Come funziona 2048: la logica dietro il gioco
Per chi non avesse mai scaricato l'applicazione, 2048 è un gioco all'apparenza banale. Su una griglia quadrata scorrono delle tessere numerate; quando due tessere con lo stesso numero entrano in contatto, si fondono in una sola tessera che ha come valore la loro somma. Si parte dal numero due e lo scopo della partita è arrivare a generare la fatidica tessera con il numero 2048. Ma qual è il nesso logico tra questo passatempo e le lezioni di algebra?
Il cuore del gioco è l'esatta rappresentazione visiva e pratica delle potenze in base due. Ogni volta che il giocatore unisce due tessere uguali, sta letteralmente salendo di un gradino nell'esponente della potenza. Partiamo dalla base: il 2 (che matematicamente si esprime come due elevato alla prima, ovvero $2^1$). Unendo due tessere da 2, otteniamo 4 (che corrisponde a due alla seconda, $2^2$). Fondendo due tessere da 4, raggiungiamo l'8 (ovvero due alla terza, $2^3$).

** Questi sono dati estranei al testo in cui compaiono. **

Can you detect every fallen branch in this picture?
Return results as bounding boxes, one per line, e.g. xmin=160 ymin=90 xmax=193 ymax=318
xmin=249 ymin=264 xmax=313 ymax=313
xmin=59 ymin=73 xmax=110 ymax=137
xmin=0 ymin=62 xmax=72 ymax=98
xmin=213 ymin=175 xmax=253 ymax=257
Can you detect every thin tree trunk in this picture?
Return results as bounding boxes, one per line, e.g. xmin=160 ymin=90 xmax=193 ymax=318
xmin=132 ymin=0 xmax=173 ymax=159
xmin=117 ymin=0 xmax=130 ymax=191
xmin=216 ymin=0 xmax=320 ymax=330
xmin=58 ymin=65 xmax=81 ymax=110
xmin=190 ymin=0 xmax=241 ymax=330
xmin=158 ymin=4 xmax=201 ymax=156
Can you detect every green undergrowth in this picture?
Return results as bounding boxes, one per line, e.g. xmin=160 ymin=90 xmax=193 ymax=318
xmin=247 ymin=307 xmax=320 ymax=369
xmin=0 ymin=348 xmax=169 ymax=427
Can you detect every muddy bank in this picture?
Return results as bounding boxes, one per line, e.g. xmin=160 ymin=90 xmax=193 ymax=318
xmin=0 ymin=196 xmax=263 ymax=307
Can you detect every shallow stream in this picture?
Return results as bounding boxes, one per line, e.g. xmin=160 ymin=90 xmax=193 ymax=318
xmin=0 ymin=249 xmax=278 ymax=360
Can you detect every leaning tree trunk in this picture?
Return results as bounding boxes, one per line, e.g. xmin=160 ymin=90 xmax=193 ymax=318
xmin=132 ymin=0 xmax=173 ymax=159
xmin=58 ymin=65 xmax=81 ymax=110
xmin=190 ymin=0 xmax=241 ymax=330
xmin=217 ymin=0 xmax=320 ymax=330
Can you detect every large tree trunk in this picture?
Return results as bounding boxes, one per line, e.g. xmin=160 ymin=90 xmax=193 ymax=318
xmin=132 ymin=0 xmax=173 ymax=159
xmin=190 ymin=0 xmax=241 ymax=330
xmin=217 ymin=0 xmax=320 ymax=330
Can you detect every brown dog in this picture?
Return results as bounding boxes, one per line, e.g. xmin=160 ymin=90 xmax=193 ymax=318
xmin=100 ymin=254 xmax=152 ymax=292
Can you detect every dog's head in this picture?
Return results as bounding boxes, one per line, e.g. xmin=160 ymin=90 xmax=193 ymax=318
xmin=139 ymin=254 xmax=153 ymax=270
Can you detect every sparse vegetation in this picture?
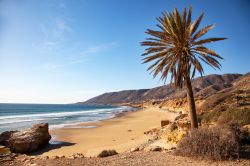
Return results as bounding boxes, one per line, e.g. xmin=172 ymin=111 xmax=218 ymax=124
xmin=97 ymin=150 xmax=118 ymax=157
xmin=176 ymin=124 xmax=250 ymax=160
xmin=199 ymin=109 xmax=250 ymax=125
xmin=141 ymin=7 xmax=226 ymax=128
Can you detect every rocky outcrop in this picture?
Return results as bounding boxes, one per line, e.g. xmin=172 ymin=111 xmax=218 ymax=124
xmin=0 ymin=123 xmax=51 ymax=153
xmin=77 ymin=74 xmax=242 ymax=105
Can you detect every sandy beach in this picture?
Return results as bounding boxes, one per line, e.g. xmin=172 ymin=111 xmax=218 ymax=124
xmin=40 ymin=108 xmax=177 ymax=156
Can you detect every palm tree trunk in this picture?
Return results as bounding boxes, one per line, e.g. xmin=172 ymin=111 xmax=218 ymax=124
xmin=186 ymin=76 xmax=198 ymax=129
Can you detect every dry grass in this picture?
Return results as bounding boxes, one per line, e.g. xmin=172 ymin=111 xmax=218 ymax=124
xmin=176 ymin=124 xmax=250 ymax=160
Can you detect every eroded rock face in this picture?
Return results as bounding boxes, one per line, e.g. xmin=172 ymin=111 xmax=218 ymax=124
xmin=0 ymin=123 xmax=51 ymax=153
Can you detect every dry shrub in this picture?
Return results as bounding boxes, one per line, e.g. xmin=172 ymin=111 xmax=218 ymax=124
xmin=176 ymin=124 xmax=250 ymax=160
xmin=97 ymin=150 xmax=118 ymax=157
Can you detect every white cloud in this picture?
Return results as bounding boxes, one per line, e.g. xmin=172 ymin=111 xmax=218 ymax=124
xmin=70 ymin=42 xmax=118 ymax=64
xmin=37 ymin=17 xmax=73 ymax=50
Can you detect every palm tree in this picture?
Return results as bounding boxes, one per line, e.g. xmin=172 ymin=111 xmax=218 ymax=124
xmin=141 ymin=7 xmax=226 ymax=128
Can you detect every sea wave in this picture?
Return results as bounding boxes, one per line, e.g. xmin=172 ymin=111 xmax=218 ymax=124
xmin=0 ymin=108 xmax=125 ymax=120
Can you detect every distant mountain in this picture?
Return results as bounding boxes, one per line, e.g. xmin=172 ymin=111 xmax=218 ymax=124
xmin=77 ymin=74 xmax=242 ymax=105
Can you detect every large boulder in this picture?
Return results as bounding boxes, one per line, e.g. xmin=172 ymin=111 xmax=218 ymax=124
xmin=0 ymin=123 xmax=51 ymax=153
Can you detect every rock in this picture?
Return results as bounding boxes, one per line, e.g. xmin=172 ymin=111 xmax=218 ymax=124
xmin=51 ymin=156 xmax=59 ymax=159
xmin=144 ymin=146 xmax=162 ymax=152
xmin=42 ymin=156 xmax=49 ymax=160
xmin=97 ymin=150 xmax=118 ymax=157
xmin=0 ymin=146 xmax=10 ymax=154
xmin=0 ymin=131 xmax=18 ymax=145
xmin=151 ymin=146 xmax=162 ymax=152
xmin=161 ymin=120 xmax=170 ymax=127
xmin=0 ymin=123 xmax=51 ymax=153
xmin=130 ymin=147 xmax=139 ymax=152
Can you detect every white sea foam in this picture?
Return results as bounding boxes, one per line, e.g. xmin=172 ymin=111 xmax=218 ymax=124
xmin=0 ymin=108 xmax=117 ymax=120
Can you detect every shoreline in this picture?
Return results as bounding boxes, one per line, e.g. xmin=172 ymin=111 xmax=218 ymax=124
xmin=39 ymin=108 xmax=177 ymax=157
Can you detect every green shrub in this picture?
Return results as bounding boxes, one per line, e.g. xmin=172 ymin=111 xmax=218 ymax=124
xmin=200 ymin=109 xmax=250 ymax=125
xmin=97 ymin=150 xmax=118 ymax=157
xmin=175 ymin=124 xmax=250 ymax=160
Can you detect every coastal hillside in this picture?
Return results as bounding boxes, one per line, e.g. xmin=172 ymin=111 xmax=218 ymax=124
xmin=77 ymin=74 xmax=243 ymax=105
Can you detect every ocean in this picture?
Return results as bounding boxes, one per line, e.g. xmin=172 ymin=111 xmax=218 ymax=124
xmin=0 ymin=104 xmax=135 ymax=133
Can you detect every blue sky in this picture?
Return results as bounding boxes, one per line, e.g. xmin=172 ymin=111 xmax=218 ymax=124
xmin=0 ymin=0 xmax=250 ymax=103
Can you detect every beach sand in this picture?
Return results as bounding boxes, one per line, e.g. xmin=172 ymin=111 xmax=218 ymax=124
xmin=40 ymin=108 xmax=177 ymax=157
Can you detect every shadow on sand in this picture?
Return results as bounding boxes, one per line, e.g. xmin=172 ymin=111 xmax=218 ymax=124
xmin=28 ymin=141 xmax=75 ymax=155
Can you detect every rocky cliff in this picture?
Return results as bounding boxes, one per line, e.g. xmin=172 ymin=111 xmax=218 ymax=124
xmin=78 ymin=74 xmax=242 ymax=105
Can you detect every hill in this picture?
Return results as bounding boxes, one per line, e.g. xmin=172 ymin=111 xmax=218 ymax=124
xmin=77 ymin=74 xmax=242 ymax=105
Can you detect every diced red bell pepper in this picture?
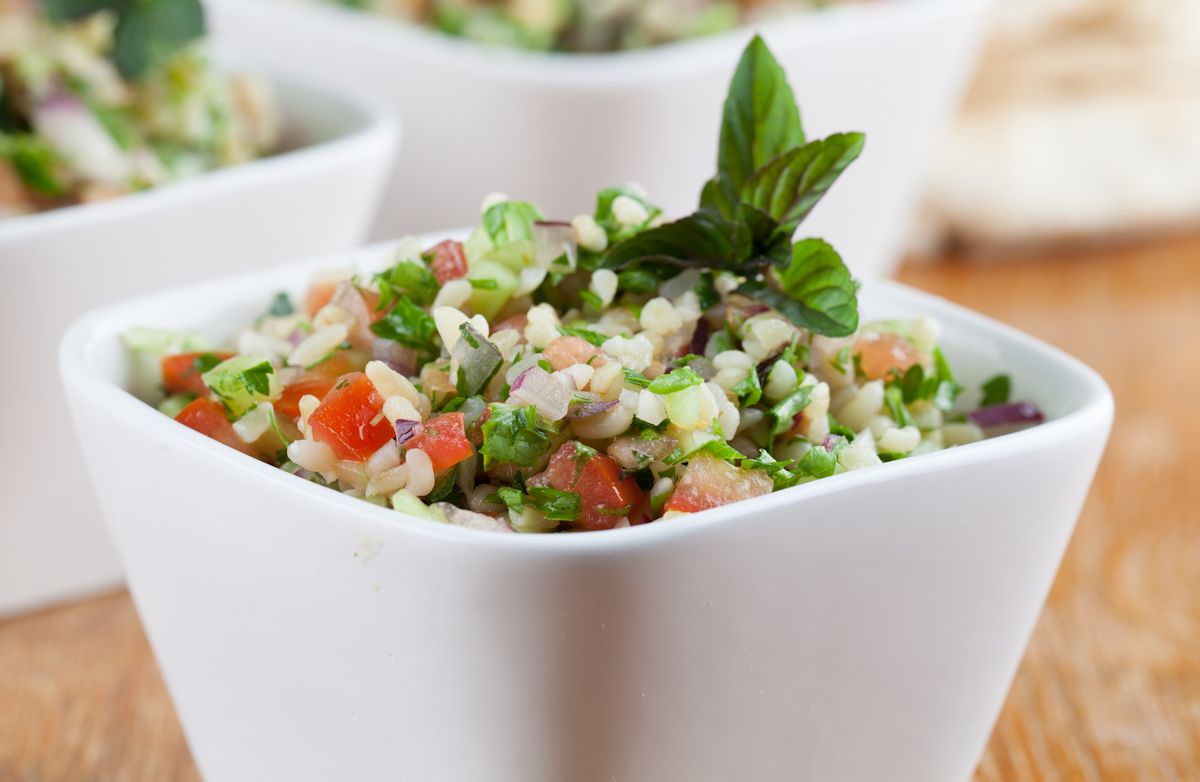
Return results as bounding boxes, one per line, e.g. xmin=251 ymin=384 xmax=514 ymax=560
xmin=175 ymin=397 xmax=258 ymax=457
xmin=529 ymin=441 xmax=649 ymax=530
xmin=162 ymin=350 xmax=233 ymax=396
xmin=664 ymin=453 xmax=773 ymax=513
xmin=308 ymin=372 xmax=396 ymax=462
xmin=430 ymin=239 xmax=467 ymax=285
xmin=406 ymin=413 xmax=475 ymax=473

Da gioco a lezione di matematica: i vantaggi del game-based learning
Man mano che si va avanti nel gioco, la sequenza numerica che si forma sulla griglia (16, 32, 64, 128, 256, 512, 1024) non è altro che la progressione geometrica delle potenze del due. Fino ad arrivare all'obiettivo finale: il 2048, che corrisponde esattamente a due elevato all'undicesima potenza ($2^{11}$).
Come sottolinea ancora il professor Merante, l'utilità di questo approccio è evidente per chi deve affrontare le basi della materia: «Io in primo devo affrontare come primo argomento le proprietà delle potenze, espressioni con le potenze, insomma, tutte queste cose qui». L'obiettivo del docente è chiaro: «Evitare di ricorrere sempre alla calcolatrice e in generale di elasticizzare il mio cervello, per aiutare il mio cervello a pensare rapidamente».
Sfruttare un'app per il "game-based learning" offre un vantaggio didattico enorme: trasforma un concetto astratto in un'azione meccanica, visibile e tangibile. Lo studente non è costretto a memorizzare a fatica che due alla quarta fa sedici, perché lo ha letteralmente "costruito" con i pollici trascinando le tessere sullo schermo.
Come conclude il prof. Merante: "Secondo me questo è un ottimo gioco, anziché usare il telefono per scrollare o per giocare ad altri videogames, può essere utile". Usare il gaming per studiare non rappresenta una distrazione, ma un ponte diretto verso l'apprendimento intuitivo. La prossima volta che vi troverete a fissare un'espressione senza sapere da dove iniziare, provate ad aprire una partita a 2048: la soluzione ce l'avete letteralmente a portata di mano.